There are a lot of great things to say about life on a barrier island. Here on the Outer Banks it seems as though you could throw a rock (or a seashell) in any direction and hit miles of pristine beaches and sparkling water. It’s a tiny strip of paradise that locals love to live on and visitors can’t stand the thought of leaving once they’re here. So it’s no wonder that development on the Outer Banks has exploded in the past 50 years or so. Now this little beach is home to beautiful houses, towering hotels, and fabulous restaurants galore.

There’s just one small problem.

Sandy barrier islands, as a rule, don’t tend to stay in one place. When left to the mercy of raging winds and surging waves, the sands shift. New inlets form and then vanish again at the whim of passing storms. And the next thing you know, homes that used to be on the ocean’s edge now find waves inching closer.

Fortunately, we’ve found a way to keep that shoreline right where we want it. The process is called beach nourishment. It involves dredging up sand from offshore locations and relocating it to our shorelines, maintaining miles of sunny beaches just waiting for a lounge chair and keeping those oceanfront properties from drifting into the water.

Don Kingston, the Mayor of the Town of Duck, explains it this way. “Over several years, storms have continued to damage and erode our natural shorelines. The beach nourishment projects are a proactive way of protecting properties, utilities and transportation infrastructure impacted by erosion as well as preserving the beach that we all know and love. The nourished beaches will not only provide storm protection, but also a wider beach for the enjoyment of our residents and visitors.”

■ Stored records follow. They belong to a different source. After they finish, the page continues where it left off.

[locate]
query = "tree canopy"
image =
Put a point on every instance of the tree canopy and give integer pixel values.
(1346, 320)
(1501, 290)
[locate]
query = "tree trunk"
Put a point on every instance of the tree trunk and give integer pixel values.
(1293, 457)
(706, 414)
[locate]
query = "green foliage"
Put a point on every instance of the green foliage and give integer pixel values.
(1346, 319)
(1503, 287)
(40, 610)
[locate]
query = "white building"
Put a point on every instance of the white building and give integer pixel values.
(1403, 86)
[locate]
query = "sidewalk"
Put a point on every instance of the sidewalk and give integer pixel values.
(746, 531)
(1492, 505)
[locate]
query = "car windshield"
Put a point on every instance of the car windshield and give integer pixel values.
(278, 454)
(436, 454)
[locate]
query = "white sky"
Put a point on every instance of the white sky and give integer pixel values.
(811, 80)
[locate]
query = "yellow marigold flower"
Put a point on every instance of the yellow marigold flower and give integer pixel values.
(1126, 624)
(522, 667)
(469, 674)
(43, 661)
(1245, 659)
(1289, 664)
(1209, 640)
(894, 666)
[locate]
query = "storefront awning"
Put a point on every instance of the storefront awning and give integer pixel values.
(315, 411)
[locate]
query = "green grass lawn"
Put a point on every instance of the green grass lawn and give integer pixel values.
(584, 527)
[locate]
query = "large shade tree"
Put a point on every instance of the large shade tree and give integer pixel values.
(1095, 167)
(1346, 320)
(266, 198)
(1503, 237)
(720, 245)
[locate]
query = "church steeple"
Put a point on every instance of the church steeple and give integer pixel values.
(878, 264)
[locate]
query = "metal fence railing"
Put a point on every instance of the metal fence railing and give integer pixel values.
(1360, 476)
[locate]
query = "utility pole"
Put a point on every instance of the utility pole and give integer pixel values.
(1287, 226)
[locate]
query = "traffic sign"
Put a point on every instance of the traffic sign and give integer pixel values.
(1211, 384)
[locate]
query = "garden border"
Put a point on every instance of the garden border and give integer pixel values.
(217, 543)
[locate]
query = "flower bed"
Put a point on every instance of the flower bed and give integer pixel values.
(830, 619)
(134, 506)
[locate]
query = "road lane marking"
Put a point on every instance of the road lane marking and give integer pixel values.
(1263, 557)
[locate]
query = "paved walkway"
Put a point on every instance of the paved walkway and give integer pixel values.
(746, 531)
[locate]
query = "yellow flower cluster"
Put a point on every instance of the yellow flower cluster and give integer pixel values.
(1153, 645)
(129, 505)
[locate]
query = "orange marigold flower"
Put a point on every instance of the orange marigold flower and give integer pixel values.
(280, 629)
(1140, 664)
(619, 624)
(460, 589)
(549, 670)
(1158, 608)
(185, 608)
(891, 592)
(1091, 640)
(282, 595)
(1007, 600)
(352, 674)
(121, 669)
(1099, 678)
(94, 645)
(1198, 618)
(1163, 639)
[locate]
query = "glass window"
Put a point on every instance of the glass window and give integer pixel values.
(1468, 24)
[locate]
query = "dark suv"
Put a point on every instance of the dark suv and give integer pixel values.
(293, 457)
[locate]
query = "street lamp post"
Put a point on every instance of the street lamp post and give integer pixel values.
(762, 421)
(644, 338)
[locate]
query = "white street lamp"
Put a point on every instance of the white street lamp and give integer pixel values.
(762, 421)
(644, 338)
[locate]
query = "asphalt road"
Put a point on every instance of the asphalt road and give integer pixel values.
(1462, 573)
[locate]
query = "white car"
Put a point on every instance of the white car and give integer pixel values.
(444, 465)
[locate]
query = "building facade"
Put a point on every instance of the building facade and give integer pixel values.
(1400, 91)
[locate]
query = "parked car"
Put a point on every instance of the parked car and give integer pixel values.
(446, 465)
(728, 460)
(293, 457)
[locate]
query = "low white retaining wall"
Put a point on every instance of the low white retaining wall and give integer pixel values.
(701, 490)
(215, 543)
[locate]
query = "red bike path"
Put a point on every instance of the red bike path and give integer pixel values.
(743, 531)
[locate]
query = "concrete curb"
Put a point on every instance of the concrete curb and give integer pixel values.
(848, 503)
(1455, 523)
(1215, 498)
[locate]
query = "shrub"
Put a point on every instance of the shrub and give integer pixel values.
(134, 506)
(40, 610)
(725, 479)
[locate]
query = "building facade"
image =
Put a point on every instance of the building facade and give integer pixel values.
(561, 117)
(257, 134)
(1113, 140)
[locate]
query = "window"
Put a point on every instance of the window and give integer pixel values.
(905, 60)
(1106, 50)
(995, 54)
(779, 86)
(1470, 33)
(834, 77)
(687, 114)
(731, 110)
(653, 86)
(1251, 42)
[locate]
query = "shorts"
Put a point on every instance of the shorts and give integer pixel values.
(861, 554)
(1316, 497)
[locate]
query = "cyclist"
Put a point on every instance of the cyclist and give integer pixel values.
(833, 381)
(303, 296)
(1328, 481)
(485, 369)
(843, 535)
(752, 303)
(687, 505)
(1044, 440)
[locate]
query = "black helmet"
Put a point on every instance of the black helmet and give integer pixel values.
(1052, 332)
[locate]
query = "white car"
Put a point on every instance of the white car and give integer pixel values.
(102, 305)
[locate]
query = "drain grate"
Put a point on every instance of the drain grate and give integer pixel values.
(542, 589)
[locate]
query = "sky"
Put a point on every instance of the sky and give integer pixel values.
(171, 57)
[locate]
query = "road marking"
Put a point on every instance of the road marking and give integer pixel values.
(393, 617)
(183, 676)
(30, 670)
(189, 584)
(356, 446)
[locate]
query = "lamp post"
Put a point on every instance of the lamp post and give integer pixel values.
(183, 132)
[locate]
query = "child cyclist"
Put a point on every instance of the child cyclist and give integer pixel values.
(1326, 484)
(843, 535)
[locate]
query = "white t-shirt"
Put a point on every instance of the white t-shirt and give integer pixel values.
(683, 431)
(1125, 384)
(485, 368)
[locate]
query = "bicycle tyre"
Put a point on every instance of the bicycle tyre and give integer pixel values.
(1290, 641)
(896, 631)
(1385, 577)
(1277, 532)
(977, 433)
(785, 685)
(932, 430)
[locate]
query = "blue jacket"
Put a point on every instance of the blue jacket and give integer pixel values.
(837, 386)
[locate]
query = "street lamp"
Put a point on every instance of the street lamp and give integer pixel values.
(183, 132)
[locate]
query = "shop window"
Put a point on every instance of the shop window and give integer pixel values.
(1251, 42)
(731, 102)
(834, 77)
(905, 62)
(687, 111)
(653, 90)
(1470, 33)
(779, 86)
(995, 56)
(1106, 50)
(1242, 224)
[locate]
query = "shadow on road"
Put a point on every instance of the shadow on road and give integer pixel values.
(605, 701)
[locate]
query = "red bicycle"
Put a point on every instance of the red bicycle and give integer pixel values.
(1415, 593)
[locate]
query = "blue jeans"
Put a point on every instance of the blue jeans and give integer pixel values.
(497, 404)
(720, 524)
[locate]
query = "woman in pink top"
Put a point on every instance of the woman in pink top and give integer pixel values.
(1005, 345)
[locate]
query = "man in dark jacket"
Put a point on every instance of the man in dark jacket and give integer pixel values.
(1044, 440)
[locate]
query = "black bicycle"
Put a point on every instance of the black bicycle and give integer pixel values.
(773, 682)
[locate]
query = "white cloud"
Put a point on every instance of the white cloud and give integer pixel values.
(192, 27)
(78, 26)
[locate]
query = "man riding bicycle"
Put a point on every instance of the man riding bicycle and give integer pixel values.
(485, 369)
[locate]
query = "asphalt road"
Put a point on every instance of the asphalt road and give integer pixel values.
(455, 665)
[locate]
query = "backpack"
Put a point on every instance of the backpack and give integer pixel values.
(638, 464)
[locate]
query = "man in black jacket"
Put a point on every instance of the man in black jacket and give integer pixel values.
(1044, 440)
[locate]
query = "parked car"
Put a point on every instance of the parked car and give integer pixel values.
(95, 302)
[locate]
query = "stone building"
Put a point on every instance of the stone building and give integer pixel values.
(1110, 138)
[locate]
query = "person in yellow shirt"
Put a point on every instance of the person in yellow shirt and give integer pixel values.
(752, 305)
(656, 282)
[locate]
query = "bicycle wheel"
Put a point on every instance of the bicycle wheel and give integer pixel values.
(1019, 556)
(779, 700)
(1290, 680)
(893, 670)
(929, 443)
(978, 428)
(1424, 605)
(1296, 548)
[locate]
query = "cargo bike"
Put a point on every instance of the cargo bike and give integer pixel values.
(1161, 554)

With major impacts from winter storms and hurricanes in the last few years, we’re excited that nourishment projects are kicking off this year. Beach nourishment happens during the summer and early fall when the storms are less frequent and conditions are safer for the employees hard at work dredging offshore. If all goes according to schedule, the projects will be occurring in Duck from middle to late May until middle to late July (about 60 days), in Kitty Hawk from mid-June to mid-August (about 60 days) and in Kill Devil Hills from early August to mid-September (around 35-45 days). The northern end of Buxton will be getting 2.9 miles of new and improved shorelines as well, with nourishment scheduled to begin in early summer.

The construction takes place 24/7 on 1,000-foot sections of beach at a time. During that time part of that section might be closed, and you can expect to hear some noise, primarily the sound of backup safety alarms from the trucks and bulldozers, and you might see lights on the beach at night.

The staff members from the towns of Duck, Kitty Hawk, Kill Devil Hills and Dare County want to make sure this project causes as little problem for your summer vacation as humanly possible. That’s why they’ve set up MoreBeachToLove.com. There, you’ll be able to sign up to receive email alerts regarding the different projects, have access to videos, frequently asked questions and important project updates. Once construction begins, users can also interact with the beach nourishment progress map to see exactly where construction is occurring and what has been completed.

We want to make sure our barrier island and all of its beloved shops, restaurants, homes and hotels are safe for years to come, and the beach nourishment contractors and engineers are doing all they can to make sure that happens as quickly, efficiently and as unobtrusively as possible. Check out the website MoreBeachToLove.com where you can access information on each of the four projects, and we promise by this fall there’ll be even more beach to love.